A rendering of the refurbished stadium inside Landsdowne Park in Ottawa.
It's official. The municipality will once again tackle whether or not to build a stadium.
Councillor Steve Craig is asking for a staff report on the “opportunities and risks” involved with establishing a mixed-use development, CFL franchise and football stadium in Halifax.
The announcement came nearly 12 hours after council
met behind closed doors with Maritime Football Ltd. representatives Anthony LeBlanc and Gary Drummond about plans to bring a Canadian Football League team to the east coast.
Maritime Football apparently did not discuss any specific financial numbers for its plan, but mayor
Mike Savage says they've “certainly advanced the ball.”
“I think that they’re just outside field goal range,” Savage says of the group's chances for scoring a CFL team. “Second down.”
According to a report earlier in the day by TSN, republished by the CFL
on its website, Maritime Football has reached an agreement for a “three-step process” to secure the Canadian Football League’s 10th franchise.
Any hope of that process reaching the end zone, however, will depend on securing both land and financing to build a new stadium.
A prior attempt to start up a CFL franchise on the east coast imploded back in 1984 when a stadium deal for the “Atlantic Schooners” couldn’t be reached.
Mayor Savage has long championed the stadium dream
in HRM, even as staff have repeatedly shot down any business case for what would likely be a $200-million venue.
That hasn’t stopped Maritime Football from selling the idea. Owners LeBlanc, Drummond and Bruce Bowser have commissioned a third-party analysis of the benefits a stadium could bring to the city and province.
The group has also held in-depth discussions with both HRM and the province about its plans. All of those meetings have happened away from the public's eye.
On Tuesday, Tim Outhit made an attempt to bring this latest in-camera discussion into the light of day. The Bedford–Wentworth councillor pointed out there was no contract being negotiated during council’s secret “contract negotiation” agenda item and thus no reason not to talk about the proposal in public.
The plans presented last summer, for example, for the “pop-up” soccer stadium currently nearing completion on the Wanderer’s Grounds were openly debated at council
in front of residents and reporters.
Savage says there are still contract issues and real estate matters that have to be dealt with privately.
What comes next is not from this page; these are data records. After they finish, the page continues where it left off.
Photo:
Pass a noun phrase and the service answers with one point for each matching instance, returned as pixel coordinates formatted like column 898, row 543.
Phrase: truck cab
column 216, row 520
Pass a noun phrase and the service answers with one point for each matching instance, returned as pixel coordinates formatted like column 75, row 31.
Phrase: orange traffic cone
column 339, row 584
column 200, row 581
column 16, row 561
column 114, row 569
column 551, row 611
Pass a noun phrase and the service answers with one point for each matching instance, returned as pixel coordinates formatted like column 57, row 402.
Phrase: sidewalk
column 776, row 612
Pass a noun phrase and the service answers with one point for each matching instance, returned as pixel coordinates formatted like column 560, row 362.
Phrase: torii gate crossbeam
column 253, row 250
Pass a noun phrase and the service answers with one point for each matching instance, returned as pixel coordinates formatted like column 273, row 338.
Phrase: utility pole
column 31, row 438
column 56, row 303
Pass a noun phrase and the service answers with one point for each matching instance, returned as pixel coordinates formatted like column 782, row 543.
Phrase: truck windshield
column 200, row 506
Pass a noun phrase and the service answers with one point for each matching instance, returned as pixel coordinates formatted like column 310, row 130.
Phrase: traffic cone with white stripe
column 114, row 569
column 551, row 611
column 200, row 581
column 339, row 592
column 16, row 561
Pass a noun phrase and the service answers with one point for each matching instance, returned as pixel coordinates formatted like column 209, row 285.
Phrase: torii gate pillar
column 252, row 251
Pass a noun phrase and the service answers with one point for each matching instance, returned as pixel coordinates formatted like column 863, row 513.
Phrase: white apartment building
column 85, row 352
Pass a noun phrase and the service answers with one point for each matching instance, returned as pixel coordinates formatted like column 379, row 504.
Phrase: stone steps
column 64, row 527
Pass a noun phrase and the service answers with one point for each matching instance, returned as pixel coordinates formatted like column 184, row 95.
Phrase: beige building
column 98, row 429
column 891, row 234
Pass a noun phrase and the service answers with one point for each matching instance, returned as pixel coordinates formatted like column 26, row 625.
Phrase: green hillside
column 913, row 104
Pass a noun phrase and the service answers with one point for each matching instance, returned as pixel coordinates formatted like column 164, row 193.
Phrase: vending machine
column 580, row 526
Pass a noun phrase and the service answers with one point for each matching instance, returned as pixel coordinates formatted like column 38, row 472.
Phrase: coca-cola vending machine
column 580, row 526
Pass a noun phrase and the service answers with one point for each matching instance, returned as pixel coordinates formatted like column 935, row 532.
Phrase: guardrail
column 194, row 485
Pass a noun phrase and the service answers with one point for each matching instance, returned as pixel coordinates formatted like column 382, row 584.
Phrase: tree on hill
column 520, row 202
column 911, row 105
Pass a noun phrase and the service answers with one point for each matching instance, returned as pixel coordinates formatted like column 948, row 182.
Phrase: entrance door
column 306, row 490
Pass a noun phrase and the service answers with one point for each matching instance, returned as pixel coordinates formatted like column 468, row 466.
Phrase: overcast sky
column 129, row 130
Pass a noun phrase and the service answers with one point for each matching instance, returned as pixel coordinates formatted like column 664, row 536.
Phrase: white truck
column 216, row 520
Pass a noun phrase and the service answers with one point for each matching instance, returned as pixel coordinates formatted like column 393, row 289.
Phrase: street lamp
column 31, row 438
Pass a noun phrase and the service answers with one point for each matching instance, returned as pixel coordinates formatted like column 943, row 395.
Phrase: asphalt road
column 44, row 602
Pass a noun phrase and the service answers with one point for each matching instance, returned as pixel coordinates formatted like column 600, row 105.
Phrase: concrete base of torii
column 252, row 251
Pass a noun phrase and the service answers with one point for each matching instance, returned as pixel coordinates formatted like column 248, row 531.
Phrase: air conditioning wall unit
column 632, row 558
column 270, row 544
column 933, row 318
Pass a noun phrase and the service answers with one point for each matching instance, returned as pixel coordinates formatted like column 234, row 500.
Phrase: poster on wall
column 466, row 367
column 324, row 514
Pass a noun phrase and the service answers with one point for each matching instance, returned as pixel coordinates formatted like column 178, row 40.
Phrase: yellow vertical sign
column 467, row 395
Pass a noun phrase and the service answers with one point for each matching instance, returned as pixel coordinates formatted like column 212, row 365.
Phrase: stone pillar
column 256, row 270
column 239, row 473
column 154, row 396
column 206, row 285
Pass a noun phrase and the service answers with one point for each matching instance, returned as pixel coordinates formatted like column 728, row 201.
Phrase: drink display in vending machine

But he did agree city hall is “at the point where this needs to come out.”
It’s heavily speculated
Maritime Football will be pitching a financial model similar to the Lansdowne Park plan in Ottawa. Any upfront costs paid by the municipality will be recouped—or so everyone hopes—over the next couple of decades from increased tax assessments in the new commercial and residential developments built up alongside the stadium.
“Stadiums aren’t free,” says Savage. “The question is, is there a way the city can contribute to that without digging deep into capital.”
Speculative locations bandied about for the stadium have included everywhere from Shannon Park to Dartmouth Crossing and even the Halifax Common.
The mayor wouldn't comment on what property is being discussed. Council wants the best deal possible for Halifax residents, he says, but it’s not at a point yet to determine if that’s the case.
“Let’s wait and see what this looks like,” cautions Savage. “It could be a lot more than even just a football stadium. It could allow us to get back into the concert business. It could allow us to do a lot of things.”